Is it of any use to you to eventually share the diff in the mapping yaml? And if so better do it here or on github?
 

Kallex

Well-Known Member
Yes that would be nice!

I can merge all the customizations in so that they are included in future releases. Here or GitHub is OK, whichever you prefer.
 

Cosandr

New Member
Is there any way to filter by source name? I took a quick look at the source code and it doesn't seem like it's possible. For example I want only metrics from "Aquaero", note that I've renamed the sensors in hwinfo.

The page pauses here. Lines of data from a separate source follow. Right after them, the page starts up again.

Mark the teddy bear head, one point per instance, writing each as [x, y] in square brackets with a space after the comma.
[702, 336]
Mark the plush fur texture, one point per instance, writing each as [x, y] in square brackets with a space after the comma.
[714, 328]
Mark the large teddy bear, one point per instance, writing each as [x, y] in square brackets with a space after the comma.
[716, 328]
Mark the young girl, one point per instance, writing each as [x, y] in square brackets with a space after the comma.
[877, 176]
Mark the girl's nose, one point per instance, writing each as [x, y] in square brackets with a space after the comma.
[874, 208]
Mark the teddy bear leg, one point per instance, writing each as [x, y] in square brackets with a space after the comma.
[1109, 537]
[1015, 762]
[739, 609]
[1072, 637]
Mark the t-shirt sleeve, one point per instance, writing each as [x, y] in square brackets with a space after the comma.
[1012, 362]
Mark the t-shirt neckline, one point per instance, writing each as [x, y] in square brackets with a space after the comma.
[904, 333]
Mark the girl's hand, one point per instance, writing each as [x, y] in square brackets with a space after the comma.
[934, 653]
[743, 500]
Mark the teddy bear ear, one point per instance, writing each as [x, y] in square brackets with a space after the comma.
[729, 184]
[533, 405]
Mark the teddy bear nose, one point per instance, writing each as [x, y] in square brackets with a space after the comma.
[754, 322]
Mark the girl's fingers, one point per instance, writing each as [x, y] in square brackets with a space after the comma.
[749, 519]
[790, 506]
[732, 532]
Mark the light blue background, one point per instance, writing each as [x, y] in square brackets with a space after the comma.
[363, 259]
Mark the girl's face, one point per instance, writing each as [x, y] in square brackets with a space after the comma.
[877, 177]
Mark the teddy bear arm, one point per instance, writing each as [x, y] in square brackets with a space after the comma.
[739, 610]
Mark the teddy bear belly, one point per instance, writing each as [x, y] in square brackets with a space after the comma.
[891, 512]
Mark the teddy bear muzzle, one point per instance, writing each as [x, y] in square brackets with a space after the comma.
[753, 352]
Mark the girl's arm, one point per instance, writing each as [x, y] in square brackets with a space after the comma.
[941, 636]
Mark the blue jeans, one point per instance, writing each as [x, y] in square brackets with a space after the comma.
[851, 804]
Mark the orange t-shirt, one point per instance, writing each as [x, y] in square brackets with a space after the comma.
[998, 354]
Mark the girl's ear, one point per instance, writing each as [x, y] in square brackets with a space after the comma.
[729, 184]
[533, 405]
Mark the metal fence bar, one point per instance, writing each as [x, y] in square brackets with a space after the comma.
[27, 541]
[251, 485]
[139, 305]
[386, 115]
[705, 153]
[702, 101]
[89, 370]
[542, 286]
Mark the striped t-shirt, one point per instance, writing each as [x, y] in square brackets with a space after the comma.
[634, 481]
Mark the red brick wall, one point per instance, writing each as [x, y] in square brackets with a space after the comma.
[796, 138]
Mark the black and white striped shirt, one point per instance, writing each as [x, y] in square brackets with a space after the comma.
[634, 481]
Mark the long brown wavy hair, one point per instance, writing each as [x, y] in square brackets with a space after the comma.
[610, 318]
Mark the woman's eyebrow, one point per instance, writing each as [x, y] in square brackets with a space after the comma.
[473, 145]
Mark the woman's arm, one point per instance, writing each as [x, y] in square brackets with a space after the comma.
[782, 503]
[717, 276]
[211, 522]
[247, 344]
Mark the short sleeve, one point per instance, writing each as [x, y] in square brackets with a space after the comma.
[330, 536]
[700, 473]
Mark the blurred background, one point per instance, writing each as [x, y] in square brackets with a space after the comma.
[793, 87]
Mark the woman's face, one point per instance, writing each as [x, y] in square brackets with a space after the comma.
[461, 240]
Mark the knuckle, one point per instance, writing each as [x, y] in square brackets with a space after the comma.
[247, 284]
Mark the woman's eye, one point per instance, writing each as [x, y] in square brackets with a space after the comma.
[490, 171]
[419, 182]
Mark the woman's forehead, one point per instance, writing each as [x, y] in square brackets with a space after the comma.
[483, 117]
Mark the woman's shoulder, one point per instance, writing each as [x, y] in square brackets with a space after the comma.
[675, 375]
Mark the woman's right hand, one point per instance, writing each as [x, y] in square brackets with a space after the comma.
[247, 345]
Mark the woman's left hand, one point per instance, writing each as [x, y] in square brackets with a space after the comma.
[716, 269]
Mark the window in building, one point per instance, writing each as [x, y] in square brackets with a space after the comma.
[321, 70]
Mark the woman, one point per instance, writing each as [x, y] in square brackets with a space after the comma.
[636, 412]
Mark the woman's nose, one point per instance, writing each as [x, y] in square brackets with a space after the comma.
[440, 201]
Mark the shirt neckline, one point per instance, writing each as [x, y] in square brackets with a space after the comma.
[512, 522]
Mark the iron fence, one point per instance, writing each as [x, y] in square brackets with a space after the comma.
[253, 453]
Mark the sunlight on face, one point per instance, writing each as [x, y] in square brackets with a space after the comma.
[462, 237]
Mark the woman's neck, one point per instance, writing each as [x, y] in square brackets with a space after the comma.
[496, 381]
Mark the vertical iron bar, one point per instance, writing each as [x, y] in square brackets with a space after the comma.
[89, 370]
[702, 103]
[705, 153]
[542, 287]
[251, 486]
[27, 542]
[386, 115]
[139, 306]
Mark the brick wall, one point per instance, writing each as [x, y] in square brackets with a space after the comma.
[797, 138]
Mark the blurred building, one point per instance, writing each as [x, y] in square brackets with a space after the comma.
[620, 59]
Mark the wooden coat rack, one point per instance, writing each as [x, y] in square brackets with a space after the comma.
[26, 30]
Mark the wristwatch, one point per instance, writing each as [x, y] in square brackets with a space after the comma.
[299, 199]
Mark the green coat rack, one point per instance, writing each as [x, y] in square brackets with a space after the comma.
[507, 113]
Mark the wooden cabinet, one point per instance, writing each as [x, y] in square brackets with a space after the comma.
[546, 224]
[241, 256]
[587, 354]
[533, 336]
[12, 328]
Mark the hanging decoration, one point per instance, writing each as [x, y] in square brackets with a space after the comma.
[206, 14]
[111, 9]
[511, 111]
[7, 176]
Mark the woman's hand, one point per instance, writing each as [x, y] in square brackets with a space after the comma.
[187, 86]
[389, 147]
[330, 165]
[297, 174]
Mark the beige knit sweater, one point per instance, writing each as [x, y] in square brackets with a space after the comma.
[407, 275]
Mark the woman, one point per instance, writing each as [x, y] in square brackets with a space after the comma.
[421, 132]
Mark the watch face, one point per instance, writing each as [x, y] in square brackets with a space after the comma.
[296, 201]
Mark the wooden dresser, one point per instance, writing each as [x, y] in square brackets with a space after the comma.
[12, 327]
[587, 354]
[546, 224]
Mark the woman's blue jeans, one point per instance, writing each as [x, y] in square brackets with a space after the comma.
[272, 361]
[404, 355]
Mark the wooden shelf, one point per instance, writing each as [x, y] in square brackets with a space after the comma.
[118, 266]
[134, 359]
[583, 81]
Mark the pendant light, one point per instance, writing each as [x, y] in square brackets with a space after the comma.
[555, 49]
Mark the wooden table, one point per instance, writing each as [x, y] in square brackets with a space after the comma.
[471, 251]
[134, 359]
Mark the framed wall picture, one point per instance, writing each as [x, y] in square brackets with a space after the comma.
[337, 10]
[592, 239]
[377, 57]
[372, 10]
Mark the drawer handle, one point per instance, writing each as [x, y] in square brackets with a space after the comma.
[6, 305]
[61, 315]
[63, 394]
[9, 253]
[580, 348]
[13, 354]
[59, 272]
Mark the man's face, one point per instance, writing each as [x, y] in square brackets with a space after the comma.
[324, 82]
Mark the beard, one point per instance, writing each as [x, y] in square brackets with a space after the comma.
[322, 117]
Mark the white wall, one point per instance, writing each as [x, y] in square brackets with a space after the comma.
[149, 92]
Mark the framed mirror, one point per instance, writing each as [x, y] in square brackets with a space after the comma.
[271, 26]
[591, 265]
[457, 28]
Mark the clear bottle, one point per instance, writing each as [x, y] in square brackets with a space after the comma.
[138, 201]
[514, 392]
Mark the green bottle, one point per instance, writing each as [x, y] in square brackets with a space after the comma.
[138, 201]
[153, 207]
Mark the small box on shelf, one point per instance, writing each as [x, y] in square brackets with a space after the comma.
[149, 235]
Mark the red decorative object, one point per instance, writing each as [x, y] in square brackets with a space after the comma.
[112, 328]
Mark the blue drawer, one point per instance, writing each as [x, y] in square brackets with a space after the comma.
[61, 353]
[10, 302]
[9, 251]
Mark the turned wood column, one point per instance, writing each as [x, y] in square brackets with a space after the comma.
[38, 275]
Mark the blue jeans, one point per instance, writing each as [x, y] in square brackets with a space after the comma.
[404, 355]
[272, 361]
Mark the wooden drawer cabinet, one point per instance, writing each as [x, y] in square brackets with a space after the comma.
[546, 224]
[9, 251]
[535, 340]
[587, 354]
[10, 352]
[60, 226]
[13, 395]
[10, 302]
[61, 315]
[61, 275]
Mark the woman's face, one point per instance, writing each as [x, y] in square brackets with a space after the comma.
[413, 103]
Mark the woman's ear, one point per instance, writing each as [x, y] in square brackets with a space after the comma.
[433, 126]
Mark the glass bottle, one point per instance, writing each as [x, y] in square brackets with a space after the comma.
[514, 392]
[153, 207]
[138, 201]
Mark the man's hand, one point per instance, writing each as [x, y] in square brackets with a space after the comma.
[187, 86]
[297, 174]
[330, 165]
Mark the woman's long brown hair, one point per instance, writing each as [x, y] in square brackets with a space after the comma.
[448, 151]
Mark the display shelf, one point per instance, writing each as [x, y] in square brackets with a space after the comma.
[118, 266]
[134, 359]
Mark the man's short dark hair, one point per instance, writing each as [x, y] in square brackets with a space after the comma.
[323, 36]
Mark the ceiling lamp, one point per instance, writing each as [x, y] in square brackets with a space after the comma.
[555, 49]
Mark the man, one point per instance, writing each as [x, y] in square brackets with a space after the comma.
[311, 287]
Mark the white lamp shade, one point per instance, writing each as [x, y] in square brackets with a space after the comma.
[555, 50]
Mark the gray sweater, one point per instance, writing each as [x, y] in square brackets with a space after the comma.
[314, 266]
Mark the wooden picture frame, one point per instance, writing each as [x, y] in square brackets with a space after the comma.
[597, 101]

I can work around it by using something like '(?<MetricName>(Ambient|Delta|Fans|Pump|Water))' but it's kinda ugly and easy to break.
Code:
# HELP hwi_ambient_c Ambient °C - Aquaero
hwi_ambient_c{unit="°C",sensor_type="SENSOR_TYPE_TEMP",sensor="Ambient",source="Aquaero"} 27.8
# HELP hwi_delta_c Delta °C - Aquaero
hwi_delta_c{unit="°C",sensor_type="SENSOR_TYPE_TEMP",sensor="Delta",source="Aquaero"} 4.78
# HELP hwi_fans_rpm Fans RPM - Aquaero
hwi_fans_rpm{unit="RPM",sensor_type="SENSOR_TYPE_NONE",sensor="Fans",source="Aquaero"} 321
# HELP hwi_pump_rpm Pump RPM - Aquaero
hwi_pump_rpm{unit="RPM",sensor_type="SENSOR_TYPE_NONE",sensor="Pump",source="Aquaero"} 1399
# HELP hwi_water_c Water °C - Aquaero
hwi_water_c{unit="°C",sensor_type="SENSOR_TYPE_TEMP",sensor="Water",source="Aquaero"} 32.58
JSON:
[
  {
    "unit": "°C",
    "sensor_type": "SENSOR_TYPE_TEMP",
    "sensor": "Ambient",
    "source": "Aquaero",
    "value": 27.92,
    "valueType": "Double",
    "metadata": {
      "metricName": "Ambient"
    },
    "metric": "hwi_ambient_c"
  },
  {
    "unit": "°C",
    "sensor_type": "SENSOR_TYPE_TEMP",
    "sensor": "Delta",
    "source": "Aquaero",
    "value": 4.44,
    "valueType": "Double",
    "metadata": {
      "metricName": "Delta"
    },
    "metric": "hwi_delta_c"
  },
  {
    "unit": "RPM",
    "sensor_type": "SENSOR_TYPE_NONE",
    "sensor": "Fans",
    "source": "Aquaero",
    "value": 0.0,
    "valueType": "Double",
    "metadata": {
      "metricName": "Fans"
    },
    "metric": "hwi_fans_rpm"
  },
  {
    "unit": "RPM",
    "sensor_type": "SENSOR_TYPE_NONE",
    "sensor": "Pump",
    "source": "Aquaero",
    "value": 1319.0,
    "valueType": "Double",
    "metadata": {
      "metricName": "Pump"
    },
    "metric": "hwi_pump_rpm"
  },
  {
    "unit": "°C",
    "sensor_type": "SENSOR_TYPE_TEMP",
    "sensor": "Water",
    "source": "Aquaero",
    "value": 32.36,
    "valueType": "Double",
    "metadata": {
      "metricName": "Water"
    },
    "metric": "hwi_water_c"
  }
]
 

Kallex

Well-Known Member
Right now it isn't possible, but I'll see what I can do. Initially I didn't consider the metric names being good to just "pass through as-is", but of course when renamed, that's a common case.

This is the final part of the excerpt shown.